Lajos Kossuth is generally regarded as the father of Hungarian democracy. He lived from 1802 to 1894. Goodness — that’s almost the whole of the 19th century. I have often quoted him when writing about peace, a very interesting and slippery subject. “I am a man of peace — God knows how I love peace. But I hope I shall never be such a coward as to mistake oppression for peace.”

In a column last week, I showed a picture of Robert Burns in Milwaukee — I mean a statue, not the poet himself:

I have not traversed the entire world, heaven knows, but I’ve gotten around a bit, and I have the impression that, in America, there are more monuments to foreigners than there are anywhere else. That stands to reason — because of the kind of country we are.

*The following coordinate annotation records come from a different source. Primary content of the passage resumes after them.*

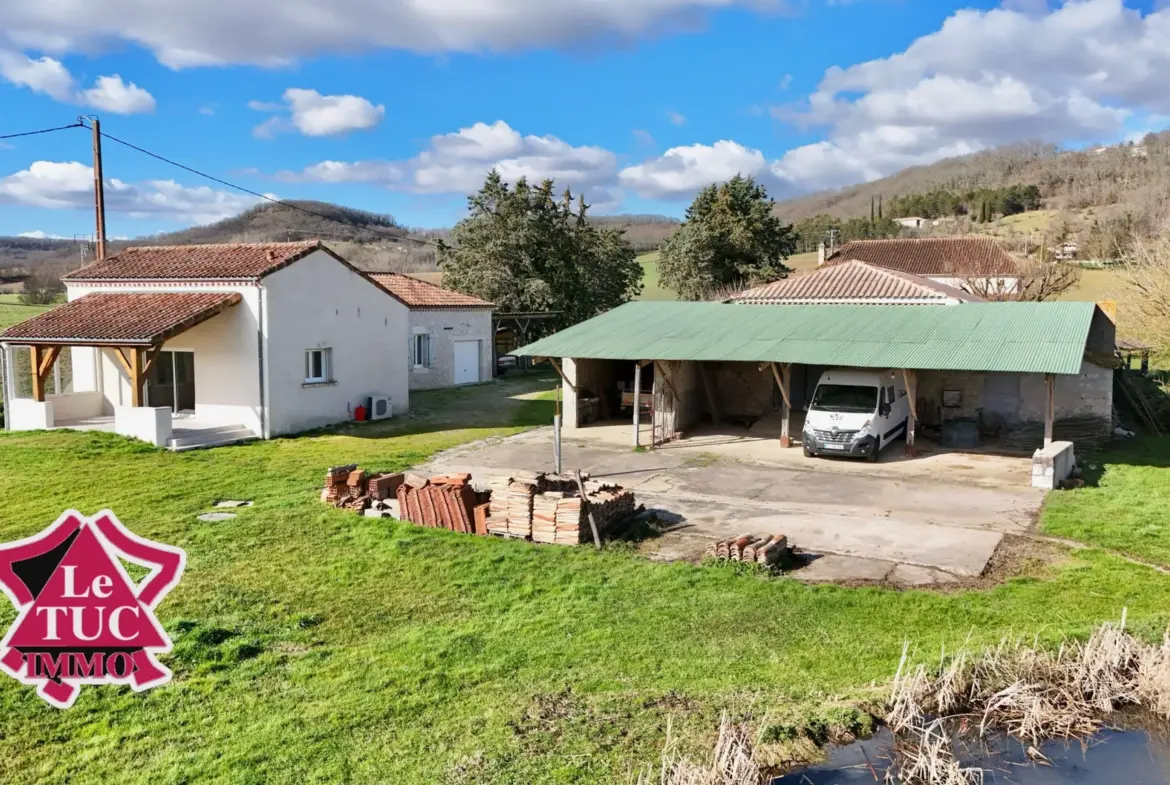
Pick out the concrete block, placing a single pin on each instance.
(27, 414)
(151, 425)
(1053, 465)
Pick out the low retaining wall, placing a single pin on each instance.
(151, 425)
(27, 414)
(1052, 465)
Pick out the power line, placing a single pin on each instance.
(60, 128)
(267, 198)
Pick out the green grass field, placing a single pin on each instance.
(317, 646)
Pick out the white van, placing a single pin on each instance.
(855, 413)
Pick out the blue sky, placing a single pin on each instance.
(403, 108)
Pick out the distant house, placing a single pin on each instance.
(957, 262)
(857, 283)
(451, 341)
(1065, 252)
(195, 345)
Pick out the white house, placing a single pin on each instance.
(451, 341)
(192, 345)
(965, 262)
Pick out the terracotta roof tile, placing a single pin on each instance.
(852, 282)
(943, 256)
(420, 294)
(122, 317)
(213, 262)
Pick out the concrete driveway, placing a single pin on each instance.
(901, 527)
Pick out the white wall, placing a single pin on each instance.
(318, 303)
(445, 328)
(227, 357)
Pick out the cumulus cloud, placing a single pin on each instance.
(456, 163)
(275, 32)
(681, 171)
(66, 185)
(986, 77)
(50, 77)
(312, 114)
(110, 94)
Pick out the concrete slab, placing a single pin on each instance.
(909, 576)
(840, 569)
(920, 521)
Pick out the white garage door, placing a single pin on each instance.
(467, 362)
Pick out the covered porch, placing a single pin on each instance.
(124, 372)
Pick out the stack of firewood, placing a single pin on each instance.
(766, 550)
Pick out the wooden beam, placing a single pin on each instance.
(912, 393)
(561, 373)
(34, 365)
(137, 378)
(711, 398)
(151, 356)
(1050, 410)
(638, 405)
(123, 359)
(784, 379)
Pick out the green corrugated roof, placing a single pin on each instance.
(1005, 337)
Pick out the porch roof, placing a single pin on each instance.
(121, 318)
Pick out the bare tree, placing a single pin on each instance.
(1146, 275)
(1037, 282)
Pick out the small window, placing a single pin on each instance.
(420, 351)
(318, 365)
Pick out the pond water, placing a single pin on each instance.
(1108, 758)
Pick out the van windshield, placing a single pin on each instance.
(845, 398)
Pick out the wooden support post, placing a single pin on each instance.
(1050, 410)
(784, 381)
(34, 365)
(912, 393)
(711, 398)
(638, 404)
(137, 378)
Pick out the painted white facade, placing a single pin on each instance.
(364, 328)
(249, 359)
(446, 328)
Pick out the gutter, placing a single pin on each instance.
(6, 381)
(261, 362)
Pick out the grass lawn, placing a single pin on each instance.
(14, 312)
(1124, 508)
(316, 646)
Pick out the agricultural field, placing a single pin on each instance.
(317, 646)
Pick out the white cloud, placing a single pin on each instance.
(50, 77)
(43, 75)
(1023, 71)
(110, 94)
(68, 185)
(682, 171)
(312, 114)
(456, 163)
(275, 32)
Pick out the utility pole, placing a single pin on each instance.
(98, 186)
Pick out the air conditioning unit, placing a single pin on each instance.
(380, 407)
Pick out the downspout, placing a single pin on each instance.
(261, 330)
(6, 383)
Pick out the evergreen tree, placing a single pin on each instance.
(730, 236)
(524, 250)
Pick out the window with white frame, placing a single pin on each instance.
(420, 351)
(318, 365)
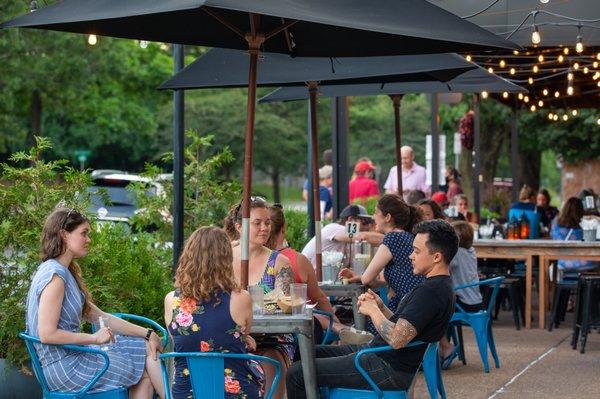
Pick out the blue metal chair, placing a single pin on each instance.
(480, 322)
(207, 372)
(120, 393)
(431, 369)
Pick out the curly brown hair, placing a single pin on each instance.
(205, 265)
(52, 244)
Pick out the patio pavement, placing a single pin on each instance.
(533, 364)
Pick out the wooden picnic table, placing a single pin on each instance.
(545, 250)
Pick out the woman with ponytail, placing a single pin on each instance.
(57, 302)
(395, 219)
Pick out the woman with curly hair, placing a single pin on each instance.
(209, 312)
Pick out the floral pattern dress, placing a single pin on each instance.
(285, 343)
(208, 327)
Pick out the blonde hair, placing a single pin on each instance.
(205, 265)
(52, 245)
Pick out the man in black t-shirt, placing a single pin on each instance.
(422, 315)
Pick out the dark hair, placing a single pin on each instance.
(465, 234)
(441, 237)
(277, 224)
(435, 208)
(235, 216)
(52, 244)
(571, 213)
(404, 216)
(415, 196)
(546, 194)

Just this week, I was quoting Reagan, speaking before the United Nations:

America is committed to the world because so much of the world is inside America. After all, only a few miles from this very room is our Statue of Liberty, past which life began anew for millions, where the peoples from nearly every country in this hall joined to build these United States.

The blood of each nation courses through the American vein and feeds the spirit that compels us to involve ourselves in the fate of this good earth.

This fellow stands a few blocks from me:

That’s Verdi. And this other fellow stands a few blocks the other way:

That’s Dante. Couple of Eye-talians, who made a big splash in this world, enriching all mankind, and earning immortality.

Well, I’d better go. Have a good weekend, y’all.